1] Institut für Theoretische Physik, Universität Ulm, Albert-Einstein Allee 11, 89069 Ulm, Germany [2] Centre for Integrated Quantum Science and Technology, Universität Ulm, 89069 Ulm, Germany.
1] Centre for Integrated Quantum Science and Technology, Universität Ulm, 89069 Ulm, Germany [2] Institut für Quantenoptik, Universität Ulm, Albert-Einstein Allee 11, 89069 Ulm, Germany.
Nat Commun. 2014 Jun 9;5:4065. doi: 10.1038/ncomms5065.

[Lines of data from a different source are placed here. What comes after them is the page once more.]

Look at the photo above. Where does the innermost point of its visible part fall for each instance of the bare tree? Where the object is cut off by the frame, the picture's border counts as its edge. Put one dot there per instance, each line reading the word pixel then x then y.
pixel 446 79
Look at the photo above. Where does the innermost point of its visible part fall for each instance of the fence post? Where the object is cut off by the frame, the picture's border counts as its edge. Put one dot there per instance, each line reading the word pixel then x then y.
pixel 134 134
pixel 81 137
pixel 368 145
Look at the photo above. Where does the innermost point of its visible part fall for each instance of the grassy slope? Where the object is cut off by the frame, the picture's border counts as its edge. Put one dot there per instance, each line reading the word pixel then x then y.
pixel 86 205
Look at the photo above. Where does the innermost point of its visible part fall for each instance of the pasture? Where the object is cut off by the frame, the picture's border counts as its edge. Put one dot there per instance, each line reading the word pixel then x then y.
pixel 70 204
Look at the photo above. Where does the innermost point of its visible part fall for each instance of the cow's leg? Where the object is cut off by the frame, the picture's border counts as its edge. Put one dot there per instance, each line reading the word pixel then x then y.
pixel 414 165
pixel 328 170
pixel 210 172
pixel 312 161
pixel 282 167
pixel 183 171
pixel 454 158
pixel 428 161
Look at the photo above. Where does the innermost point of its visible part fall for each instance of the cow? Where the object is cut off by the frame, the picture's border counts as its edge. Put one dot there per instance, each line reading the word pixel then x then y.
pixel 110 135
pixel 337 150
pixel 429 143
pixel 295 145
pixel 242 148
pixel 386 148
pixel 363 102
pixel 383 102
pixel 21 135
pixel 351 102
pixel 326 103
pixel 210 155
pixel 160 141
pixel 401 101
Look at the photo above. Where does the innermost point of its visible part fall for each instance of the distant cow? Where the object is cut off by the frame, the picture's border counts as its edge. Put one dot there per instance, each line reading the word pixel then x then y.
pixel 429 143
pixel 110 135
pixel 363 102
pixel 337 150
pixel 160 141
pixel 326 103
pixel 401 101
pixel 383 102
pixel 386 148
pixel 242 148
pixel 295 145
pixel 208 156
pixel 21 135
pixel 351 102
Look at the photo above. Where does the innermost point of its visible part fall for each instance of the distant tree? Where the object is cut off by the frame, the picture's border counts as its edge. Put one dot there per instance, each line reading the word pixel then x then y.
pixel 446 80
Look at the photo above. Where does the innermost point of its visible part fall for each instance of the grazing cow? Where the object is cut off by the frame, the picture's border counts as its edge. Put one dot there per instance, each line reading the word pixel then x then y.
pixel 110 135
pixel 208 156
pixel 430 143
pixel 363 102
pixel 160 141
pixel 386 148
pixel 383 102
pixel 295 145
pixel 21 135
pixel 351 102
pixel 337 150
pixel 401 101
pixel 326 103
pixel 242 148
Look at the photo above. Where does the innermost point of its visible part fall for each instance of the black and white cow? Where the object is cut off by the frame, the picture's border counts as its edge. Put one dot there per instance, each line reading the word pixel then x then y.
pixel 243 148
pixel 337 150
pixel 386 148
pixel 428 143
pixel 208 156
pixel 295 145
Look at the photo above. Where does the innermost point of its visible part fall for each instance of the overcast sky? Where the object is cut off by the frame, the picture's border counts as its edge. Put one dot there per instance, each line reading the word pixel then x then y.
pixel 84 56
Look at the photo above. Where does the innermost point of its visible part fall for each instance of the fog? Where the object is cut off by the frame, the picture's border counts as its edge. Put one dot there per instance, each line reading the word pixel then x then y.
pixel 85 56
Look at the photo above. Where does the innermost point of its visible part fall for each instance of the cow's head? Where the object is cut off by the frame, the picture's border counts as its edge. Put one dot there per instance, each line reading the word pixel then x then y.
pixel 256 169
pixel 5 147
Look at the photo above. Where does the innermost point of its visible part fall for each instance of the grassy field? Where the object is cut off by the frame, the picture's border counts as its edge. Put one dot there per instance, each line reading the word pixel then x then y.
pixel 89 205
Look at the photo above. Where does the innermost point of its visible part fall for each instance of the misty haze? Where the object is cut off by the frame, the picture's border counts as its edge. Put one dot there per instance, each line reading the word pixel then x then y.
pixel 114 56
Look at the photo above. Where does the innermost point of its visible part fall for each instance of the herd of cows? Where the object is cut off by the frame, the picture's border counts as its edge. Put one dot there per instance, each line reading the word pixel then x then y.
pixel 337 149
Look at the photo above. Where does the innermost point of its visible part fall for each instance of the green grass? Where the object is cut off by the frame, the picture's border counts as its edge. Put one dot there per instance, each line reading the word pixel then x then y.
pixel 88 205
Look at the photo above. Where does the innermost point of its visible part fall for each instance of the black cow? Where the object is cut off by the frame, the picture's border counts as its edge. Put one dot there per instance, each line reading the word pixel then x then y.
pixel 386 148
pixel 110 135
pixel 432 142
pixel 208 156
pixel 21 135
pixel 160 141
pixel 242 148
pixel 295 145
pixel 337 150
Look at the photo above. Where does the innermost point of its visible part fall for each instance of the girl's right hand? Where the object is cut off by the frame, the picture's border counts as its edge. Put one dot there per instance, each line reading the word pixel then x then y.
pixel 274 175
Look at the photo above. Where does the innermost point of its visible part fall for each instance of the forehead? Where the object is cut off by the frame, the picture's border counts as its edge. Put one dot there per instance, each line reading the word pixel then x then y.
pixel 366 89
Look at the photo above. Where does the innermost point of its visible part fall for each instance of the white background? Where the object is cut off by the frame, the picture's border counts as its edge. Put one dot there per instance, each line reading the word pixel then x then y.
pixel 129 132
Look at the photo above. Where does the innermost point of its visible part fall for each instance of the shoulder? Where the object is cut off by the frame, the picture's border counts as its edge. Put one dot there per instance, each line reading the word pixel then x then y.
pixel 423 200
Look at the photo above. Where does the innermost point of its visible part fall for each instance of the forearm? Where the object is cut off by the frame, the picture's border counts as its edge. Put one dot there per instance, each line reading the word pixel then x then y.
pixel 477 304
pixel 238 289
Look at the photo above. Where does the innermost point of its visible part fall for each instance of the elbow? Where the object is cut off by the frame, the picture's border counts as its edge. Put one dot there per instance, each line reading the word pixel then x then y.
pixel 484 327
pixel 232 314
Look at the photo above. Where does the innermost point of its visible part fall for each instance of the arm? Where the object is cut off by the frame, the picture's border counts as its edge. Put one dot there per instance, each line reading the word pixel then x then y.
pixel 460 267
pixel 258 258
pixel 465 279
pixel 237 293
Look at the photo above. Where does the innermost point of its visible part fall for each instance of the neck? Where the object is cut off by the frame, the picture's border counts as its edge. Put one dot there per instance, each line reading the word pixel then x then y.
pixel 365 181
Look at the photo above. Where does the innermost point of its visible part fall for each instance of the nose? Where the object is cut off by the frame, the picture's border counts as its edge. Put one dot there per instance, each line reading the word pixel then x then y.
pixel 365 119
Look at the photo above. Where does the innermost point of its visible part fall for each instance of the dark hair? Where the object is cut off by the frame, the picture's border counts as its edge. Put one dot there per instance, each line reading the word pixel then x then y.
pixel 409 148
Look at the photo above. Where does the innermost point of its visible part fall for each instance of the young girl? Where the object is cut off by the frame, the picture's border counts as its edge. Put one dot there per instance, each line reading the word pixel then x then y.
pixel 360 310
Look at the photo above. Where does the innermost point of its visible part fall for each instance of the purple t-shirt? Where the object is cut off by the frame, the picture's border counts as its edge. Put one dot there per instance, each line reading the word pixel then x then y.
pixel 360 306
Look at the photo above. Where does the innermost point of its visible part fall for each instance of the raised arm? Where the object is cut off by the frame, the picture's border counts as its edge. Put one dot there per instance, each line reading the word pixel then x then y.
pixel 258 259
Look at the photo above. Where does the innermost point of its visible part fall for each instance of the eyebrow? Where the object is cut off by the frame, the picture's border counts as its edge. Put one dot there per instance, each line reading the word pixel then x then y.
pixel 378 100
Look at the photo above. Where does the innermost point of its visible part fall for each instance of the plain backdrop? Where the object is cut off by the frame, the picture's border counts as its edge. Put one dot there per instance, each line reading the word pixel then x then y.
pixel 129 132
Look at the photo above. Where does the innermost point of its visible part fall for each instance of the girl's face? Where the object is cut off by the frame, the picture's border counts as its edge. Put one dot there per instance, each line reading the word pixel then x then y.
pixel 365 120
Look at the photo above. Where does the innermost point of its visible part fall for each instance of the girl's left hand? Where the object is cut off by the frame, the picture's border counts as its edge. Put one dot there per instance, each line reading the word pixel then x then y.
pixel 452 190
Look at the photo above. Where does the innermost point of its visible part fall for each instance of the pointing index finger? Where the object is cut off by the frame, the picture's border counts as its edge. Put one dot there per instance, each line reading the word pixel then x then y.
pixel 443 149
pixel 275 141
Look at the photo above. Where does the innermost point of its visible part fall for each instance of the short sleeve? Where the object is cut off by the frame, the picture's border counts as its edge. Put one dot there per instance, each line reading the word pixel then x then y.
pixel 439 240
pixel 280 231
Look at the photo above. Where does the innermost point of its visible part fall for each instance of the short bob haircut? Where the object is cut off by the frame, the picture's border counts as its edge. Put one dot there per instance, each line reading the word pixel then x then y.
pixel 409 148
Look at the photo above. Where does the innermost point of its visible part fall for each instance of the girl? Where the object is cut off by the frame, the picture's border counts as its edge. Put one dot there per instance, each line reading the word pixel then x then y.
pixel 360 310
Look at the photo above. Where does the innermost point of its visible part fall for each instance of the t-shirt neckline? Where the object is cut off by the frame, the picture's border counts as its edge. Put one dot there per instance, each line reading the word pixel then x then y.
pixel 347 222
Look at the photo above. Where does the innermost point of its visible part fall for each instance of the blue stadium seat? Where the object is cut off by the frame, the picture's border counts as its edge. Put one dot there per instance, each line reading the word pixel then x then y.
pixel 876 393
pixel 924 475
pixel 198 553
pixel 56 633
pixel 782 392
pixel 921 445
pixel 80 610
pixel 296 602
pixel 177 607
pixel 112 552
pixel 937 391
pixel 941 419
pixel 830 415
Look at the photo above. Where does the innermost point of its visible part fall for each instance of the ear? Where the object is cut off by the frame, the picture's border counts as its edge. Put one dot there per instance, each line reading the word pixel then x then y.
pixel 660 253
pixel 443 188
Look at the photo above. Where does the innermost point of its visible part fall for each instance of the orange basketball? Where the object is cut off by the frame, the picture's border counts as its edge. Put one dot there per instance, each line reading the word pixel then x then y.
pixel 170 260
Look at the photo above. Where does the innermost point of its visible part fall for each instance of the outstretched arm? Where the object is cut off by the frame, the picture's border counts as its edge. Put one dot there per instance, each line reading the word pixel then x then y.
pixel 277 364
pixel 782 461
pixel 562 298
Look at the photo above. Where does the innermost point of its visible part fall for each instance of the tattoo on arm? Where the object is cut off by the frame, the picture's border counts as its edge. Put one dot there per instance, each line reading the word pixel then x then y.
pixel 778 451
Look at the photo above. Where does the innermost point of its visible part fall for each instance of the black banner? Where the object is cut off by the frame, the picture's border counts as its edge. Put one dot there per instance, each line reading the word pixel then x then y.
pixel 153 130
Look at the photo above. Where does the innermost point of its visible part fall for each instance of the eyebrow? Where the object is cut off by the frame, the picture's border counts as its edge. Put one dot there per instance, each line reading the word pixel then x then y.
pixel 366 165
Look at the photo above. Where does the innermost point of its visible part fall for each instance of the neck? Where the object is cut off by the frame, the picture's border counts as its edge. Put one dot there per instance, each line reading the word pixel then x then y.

The ability to measure weak signals such as pressure, force, electric field and temperature with nanoscale devices and high spatial resolution offers a wide range of applications in fundamental and applied sciences. Here we present a proposal for a hybrid device composed of thin film layers of diamond with colour centres and piezoactive elements for the transduction and measurement of physical signals. The magnetic response of a piezomagnetic layer to an external stress or a stress induced by a signal is shown to affect significantly the spin properties of nitrogen-vacancy centres in diamond. Under ambient conditions, realistic environmental noise and material imperfections, we show that this hybrid device can achieve significant improvements in sensitivity over the pure diamond-based approach in combination with nanometre-scale spatial resolution. Furthermore, the proposed hybrid architecture offers novel possibilities for engineering strong coherent couplings between nanomechanical oscillator and solid state spin qubits.
利用纳米器件和高空间分辨率测量微弱信号(如压力、力、电场和温度)的能力,为基础科学和应用科学的广泛应用提供了可能。在这里,我们提出了一种混合器件的设计方案,该器件由具有色心和压电元件的金刚石薄膜层组成,用于物理信号的转换和测量。实验结果表明,压磁层对外部应力或信号引起的应力的磁响应会显著影响金刚石中氮空位中心的自旋特性。在环境条件下,考虑到实际的环境噪声和材料缺陷,我们证明,与纯基于金刚石的方法相比,这种混合器件在结合纳米级空间分辨率的情况下,能够显著提高灵敏度。此外,所提出的混合结构为纳米机械振荡器和固态自旋量子位之间的强相干耦合提供了新的可能性。